The complex journey from stem cell to blood cell
An international group of researchers has discovered previously undetected steps in haematopoiesis - the process by which stem cells become blood cells. The team established that a highly complex series of events determines the fate of closely related populations of blood progenitor cells.
The study, which is part of the international BLUEPRINT research project to understand blood disorders, identified thousands of differences in gene expression between blood cell types. These differences result from many specific events that are crucial for normal blood development; errors can lead to blood disorders including leukaemia.
Until this study, haematopoiesis was relatively well understood at the level of DNA. What was not known was how the genetic information in DNA was then transcribed to generate RNA, leading to protein formation.

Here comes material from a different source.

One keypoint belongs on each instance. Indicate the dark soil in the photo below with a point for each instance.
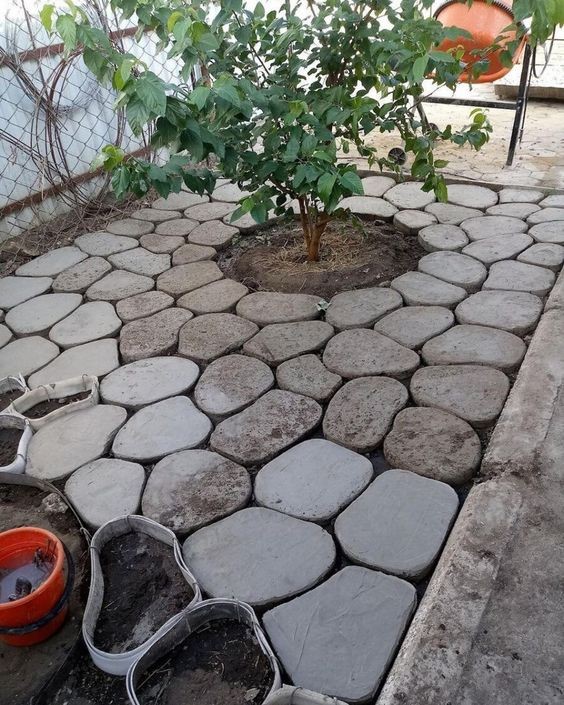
(220, 664)
(143, 588)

The research has discovered the extent to which the RNA is cut and pasted together in different ways during haematopoiesis, leading to specific forms of proteins for each of these stages. A comprehensive catalogue of transcription factors and other proteins that regulate the process has thus been generated.
“We have identified thousands of novel places where the RNA is processed in an alternative way,” said Professor Willem Ouwehand from the University of Cambridge and the Wellcome Trust Sanger Institute.

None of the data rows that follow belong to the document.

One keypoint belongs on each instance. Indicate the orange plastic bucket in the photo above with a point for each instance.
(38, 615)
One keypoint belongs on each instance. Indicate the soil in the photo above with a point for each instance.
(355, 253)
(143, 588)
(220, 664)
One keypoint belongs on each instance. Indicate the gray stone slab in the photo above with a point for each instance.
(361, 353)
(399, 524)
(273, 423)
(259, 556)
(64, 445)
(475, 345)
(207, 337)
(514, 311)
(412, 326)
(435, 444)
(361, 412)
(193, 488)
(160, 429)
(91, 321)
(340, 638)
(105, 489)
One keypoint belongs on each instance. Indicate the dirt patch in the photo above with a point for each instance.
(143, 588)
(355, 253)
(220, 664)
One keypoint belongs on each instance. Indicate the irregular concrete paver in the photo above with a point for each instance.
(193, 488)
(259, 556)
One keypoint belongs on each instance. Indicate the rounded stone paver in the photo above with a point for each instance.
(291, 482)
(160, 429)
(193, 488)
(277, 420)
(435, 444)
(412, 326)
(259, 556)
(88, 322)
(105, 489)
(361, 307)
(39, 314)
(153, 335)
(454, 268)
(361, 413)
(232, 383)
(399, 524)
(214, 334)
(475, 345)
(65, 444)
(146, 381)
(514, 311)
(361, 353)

The critical importance of the alternative splicing of RNA in blood cell development was illustrated by studying the role of two different forms of the same transcription factor in the formation of megakaryocytes, the progenitor cell for blood platelets. According to Professor Wendy Erber from The University of Western Australia, “Such events changed the amount, structure and behaviour of proteins derived from a single gene. Alternative proteins could drive stem cells towards becoming different mature blood cells.”
Writing in the journal Science, the researchers explained that they sequenced RNA from eight primary human haematopoietic progenitor populations representing the major myeloid commitment stages and the main lymphoid stage. Although the cells needed for the study are extremely rare in the bone marrow of adults, Professor Erber said the researchers were “able to purify the cells from umbilical cord blood donations, where the concentration of these progenitor cells is surprisingly high”.
“We identified extensive cell type-specific expression changes: 6711 genes and 10,724 transcripts, enriched in non-protein-coding elements at early stages of differentiation,” the authors said. “In addition, we found 7881 novel splice junctions and 2301 differentially used alternative splicing events, enriched in genes involved in regulatory processes.”
As a result of the study, scientists can begin to design diagnostics and new therapies for blood disorders. The results will also be of great value in future studies in stem cell transplantation therapy, regenerative medicine and, according to Professor Ouwehand, “[discovering] the mutations underlying rare inherited haematological and immunological disorders”.
“The data reported in this study is now publicly available to researchers and can be used to develop better methods to elucidate the genetic basis of this category of rare diseases,” Professor Ouwehand concluded.